We quantified genetic variation using single nucleotide polymorphisms (SNPs). To obtain SNPs, we used double-digest restriction-site associated DNA sequencing (ddRAD) (Peterson et al., 2012), including a protocol that has been optimized for use in salamanders (Jones and Weisrock, 2018). Briefly, we double-digested extracted DNA using equal amounts of the restriction enzymes EcoRI and SphI (New England BioLabs). DNA fragments were indexed for each individual and pooled for size selection of 420 bp +/- 10% on a Pippin Prep (Sage Science, Beverly MA). The resulting libraries were amplified by PCR for 12 cycles with Phusion high-fidelity DNA polymerase (New England Biolabs, Ipswich MA) and cleaned with Dynabeads (ThermoFisher, Waltham MA) and AMPure XP beads (Beckman Coulter, Inc., Brea CA). They were sequenced with 150 bp paired-end reads using a 1% PhiX DNA spike-in on an Illumina (Illumina, San Diego CA) HiSeq 2500 at Novogene.

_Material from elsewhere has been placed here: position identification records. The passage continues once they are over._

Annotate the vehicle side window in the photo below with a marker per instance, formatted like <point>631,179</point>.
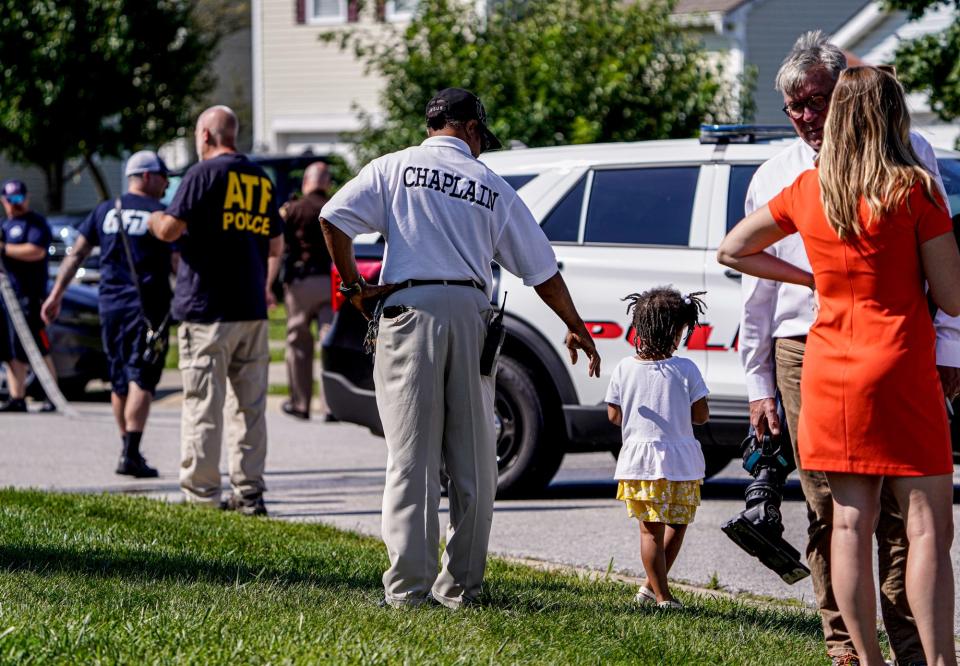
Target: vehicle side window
<point>740,176</point>
<point>562,224</point>
<point>642,206</point>
<point>516,182</point>
<point>950,174</point>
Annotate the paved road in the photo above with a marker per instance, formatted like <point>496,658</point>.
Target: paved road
<point>334,473</point>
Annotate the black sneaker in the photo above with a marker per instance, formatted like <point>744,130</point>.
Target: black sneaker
<point>289,409</point>
<point>15,405</point>
<point>136,466</point>
<point>250,505</point>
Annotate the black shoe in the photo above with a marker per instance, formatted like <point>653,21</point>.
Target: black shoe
<point>14,405</point>
<point>251,505</point>
<point>288,408</point>
<point>136,466</point>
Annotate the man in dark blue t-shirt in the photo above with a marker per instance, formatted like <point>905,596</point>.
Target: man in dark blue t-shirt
<point>126,318</point>
<point>24,240</point>
<point>229,231</point>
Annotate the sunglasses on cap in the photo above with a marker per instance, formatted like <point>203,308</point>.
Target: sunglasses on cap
<point>815,103</point>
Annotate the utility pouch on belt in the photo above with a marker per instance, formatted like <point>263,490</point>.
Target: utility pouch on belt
<point>493,342</point>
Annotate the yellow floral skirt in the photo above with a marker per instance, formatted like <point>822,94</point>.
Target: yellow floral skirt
<point>661,500</point>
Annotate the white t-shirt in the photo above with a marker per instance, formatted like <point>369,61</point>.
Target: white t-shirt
<point>444,215</point>
<point>655,398</point>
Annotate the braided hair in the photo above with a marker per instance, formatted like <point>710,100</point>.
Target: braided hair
<point>659,314</point>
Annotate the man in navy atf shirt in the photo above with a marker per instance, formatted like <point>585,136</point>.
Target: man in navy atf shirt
<point>229,231</point>
<point>24,240</point>
<point>125,318</point>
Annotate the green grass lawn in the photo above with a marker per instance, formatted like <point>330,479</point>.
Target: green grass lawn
<point>116,579</point>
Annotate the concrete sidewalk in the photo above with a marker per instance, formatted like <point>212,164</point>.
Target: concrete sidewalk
<point>334,473</point>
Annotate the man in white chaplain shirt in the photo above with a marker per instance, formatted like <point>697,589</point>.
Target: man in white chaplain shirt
<point>773,330</point>
<point>445,216</point>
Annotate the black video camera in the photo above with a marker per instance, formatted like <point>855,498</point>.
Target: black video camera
<point>758,529</point>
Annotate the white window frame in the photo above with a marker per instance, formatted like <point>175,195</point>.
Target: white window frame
<point>326,20</point>
<point>392,15</point>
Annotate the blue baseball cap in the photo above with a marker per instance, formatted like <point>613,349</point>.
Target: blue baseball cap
<point>145,161</point>
<point>15,191</point>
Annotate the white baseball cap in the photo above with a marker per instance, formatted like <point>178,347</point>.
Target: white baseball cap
<point>145,161</point>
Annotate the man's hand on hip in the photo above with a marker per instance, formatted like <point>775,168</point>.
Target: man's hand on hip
<point>368,295</point>
<point>763,416</point>
<point>950,379</point>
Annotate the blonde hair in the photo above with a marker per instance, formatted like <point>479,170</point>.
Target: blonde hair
<point>866,150</point>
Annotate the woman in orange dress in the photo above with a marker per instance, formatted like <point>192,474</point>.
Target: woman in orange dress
<point>874,227</point>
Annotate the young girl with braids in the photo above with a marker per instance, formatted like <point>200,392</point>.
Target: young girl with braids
<point>656,398</point>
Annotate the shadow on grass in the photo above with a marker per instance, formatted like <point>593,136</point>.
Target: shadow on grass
<point>146,566</point>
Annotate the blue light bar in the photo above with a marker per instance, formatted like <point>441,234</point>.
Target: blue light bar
<point>744,133</point>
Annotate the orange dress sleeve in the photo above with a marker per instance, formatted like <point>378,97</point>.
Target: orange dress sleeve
<point>932,220</point>
<point>784,205</point>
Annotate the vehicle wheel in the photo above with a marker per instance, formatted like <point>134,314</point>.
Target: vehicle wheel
<point>526,459</point>
<point>717,458</point>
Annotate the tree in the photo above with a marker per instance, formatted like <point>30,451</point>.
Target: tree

To filter the raw sequencing data, we first checked the quality of reads with fastQC v. 0.11.9 (Andrews, 2010). Then, we demultiplexed raw sequences in Stacks v. 2.61 (Catchen et al., 2011; Catchen et al. 2013) following Rochette and Catchen (2017). We built a custom pipeline based on Hime et al. (2019) (Appendix A1-10). We demultiplexed the raw, stitched reads by individual with the process_radtags function, allowing for one mismatch between observed and expected barcodes. We retained reads with both restriction enzyme cut sites and had a mean Phred quality score greater than 20 over 45 bp sliding-window intervals (Hime et al., 2019).
We excluded two individuals with fewer than 900,000 reads (DH_64627 and SRK_2997). We optimized parameters by testing M 1-12 using the R80 method following Rochette and Catchen (2017) and found M12 to retain the greatest number of reads. We then assembled the sequences de novo. We used ustacks to build loci within individuals, cstacks to assemble a catalog of loci across individuals, sstacks to match samples to catalog, tsv2bam to convert files, gstacks to genotype individuals, and populations to compute summary statistics and export files. We then further excluded two individuals with > 95% missing data (EFW_0006 and SRK_3200), resulting in a final sample of 35 individuals from 31 localities. When allowing 10% missing data per SNP, we obtained 30,155 SNPs, and when we did not allow any missing data, we retained 6,803 SNPs.
For other methods, see the Materials and Methods section of Watts et al. 2024.